Anharmonic quantum mechanical systems do not feature phase space trajectories

TL;DR

This paper demonstrates that anharmonic quantum systems lack trajectory-based phase space dynamics due to quantum coherences causing singularities, challenging classical analogies and impacting numerical methods in quantum phase space analysis.

Contribution

It provides a general proof that quantum phase space distributions with negative values cannot support trajectories, revealing the fundamental difference from classical mechanics.

Findings

Quantum coherences cause singularities in phase space velocity fields.
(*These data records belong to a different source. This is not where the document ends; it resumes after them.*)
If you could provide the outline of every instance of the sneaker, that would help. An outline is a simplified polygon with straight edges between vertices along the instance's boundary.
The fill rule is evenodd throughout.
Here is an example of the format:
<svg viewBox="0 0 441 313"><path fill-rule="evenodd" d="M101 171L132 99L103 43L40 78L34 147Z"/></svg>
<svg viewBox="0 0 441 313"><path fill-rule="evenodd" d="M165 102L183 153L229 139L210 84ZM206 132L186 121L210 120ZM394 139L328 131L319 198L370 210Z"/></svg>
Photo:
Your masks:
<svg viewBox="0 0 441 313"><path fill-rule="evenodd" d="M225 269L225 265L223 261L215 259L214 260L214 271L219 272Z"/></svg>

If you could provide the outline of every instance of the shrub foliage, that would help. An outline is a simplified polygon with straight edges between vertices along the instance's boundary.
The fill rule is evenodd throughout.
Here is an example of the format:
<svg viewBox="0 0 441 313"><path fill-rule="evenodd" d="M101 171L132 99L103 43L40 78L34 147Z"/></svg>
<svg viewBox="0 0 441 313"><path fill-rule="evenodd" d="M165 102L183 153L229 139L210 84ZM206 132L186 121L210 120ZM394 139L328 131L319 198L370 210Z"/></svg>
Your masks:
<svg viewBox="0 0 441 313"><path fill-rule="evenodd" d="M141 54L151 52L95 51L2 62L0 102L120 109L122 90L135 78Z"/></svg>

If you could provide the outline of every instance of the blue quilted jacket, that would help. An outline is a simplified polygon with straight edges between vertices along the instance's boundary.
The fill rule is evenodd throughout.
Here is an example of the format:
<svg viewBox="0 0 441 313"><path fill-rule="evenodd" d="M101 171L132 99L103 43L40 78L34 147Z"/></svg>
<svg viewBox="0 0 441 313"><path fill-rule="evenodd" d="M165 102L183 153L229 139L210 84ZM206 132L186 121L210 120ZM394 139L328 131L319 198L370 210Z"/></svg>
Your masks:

Anharmonic quantum systems do not have trajectory-based phase space dynamics.

This explains numerical difficulties in quantum phase space studies.

Abstract

Phase space dynamics in classical mechanics is described by transport along trajectories. Anharmonic quantum mechanical systems do not allow for a trajectory-based description of their phase space dynamics. This invalidates some approaches to quantum phase space studies. We first demonstrate the absenceof trajectories in general terms. We then give an explicit proof for all quantum phase space distributions with negative values: we show that the generation of coherences in anharmonic quantum mechanical systems is responsible for the occurrence of singularities in their phase space velocity fields, and vice versa. This explains numerical problems repeatedly reported in the literature, and provides deeper insight into the nature of quantum phase space dynamics.